Die Gefahr durch die aufgeschwemmten Minen ist noch nicht abschätzbar

Die Minenaktionszentren Bosniens, Serbiens und Kroatiens stellten ein Team zusammen, das die Gefahr durch Sprengkörper aus dem Krieg abschätzen soll. Eine Mine sei auch nach Jahren noch eine tödliche Gefahr, selbst wenn der Zündmechanismus feucht geworden sei. „Es gibt keine nicht-tödliche Mine“, sagte Sasa Obradovic vom MAC in Sarajewo. Allein in Bosnien-Herzegowina liegen nach Angaben des MAC noch etwa 120 000 Landminen aus dem Krieg zwischen Serben, Kroaten und Muslimen. Die Gegenden um Doboj und Olovo in Bosnien-Herzegowina, die besonders vom Hochwasser betroffen sind, seien noch stark vermint. In Kroatien wird die Zahl der Sprengkörper auf 13 000 geschätzt.

Eigentlich sollte die Minenräumung in Bosnien-Herzegowina bis Ende 2019 abgeschlossen sein.
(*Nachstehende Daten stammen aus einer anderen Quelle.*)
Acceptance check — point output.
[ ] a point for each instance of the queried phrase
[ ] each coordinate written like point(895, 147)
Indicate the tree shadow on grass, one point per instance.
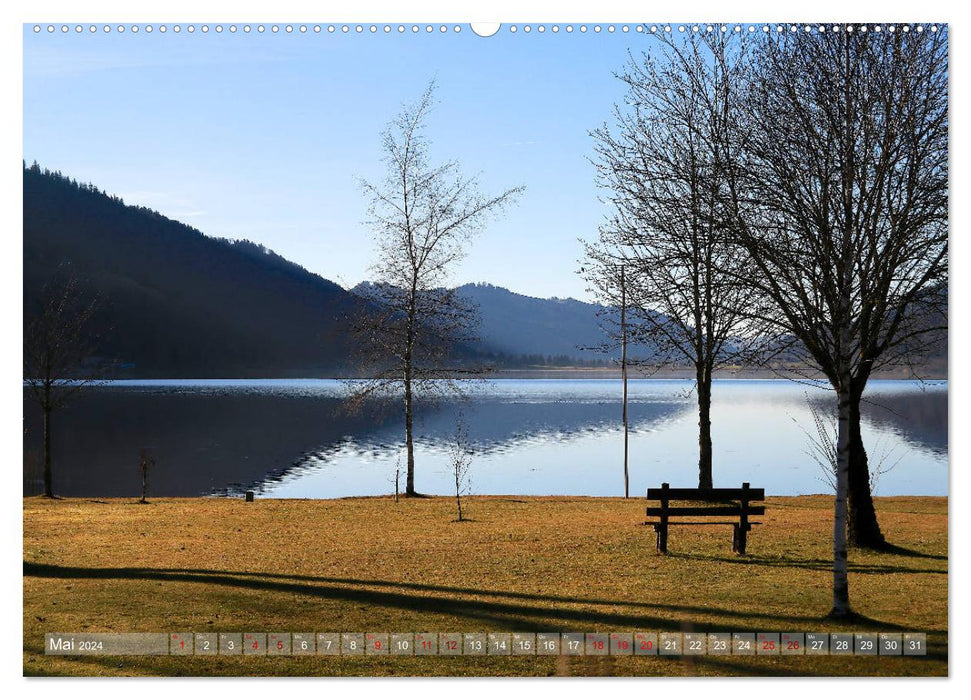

In seinem Jahresbericht 2013 schreibt das MAC jedoch, dass viele Arbeiten „außer Plan“ seien. Allein im vergangenen Jahr habe es sieben Zwischenfälle mit Minen gegeben. Dabei seien drei Menschen getötet und zehn Menschen verletzt worden. Während des Krieges gab es demnach 6325 Tote und Verletzte durch Landminen, in der Zeit danach seit 1996 waren es weitere 1710 Minenopfer, 597 Menschen starben.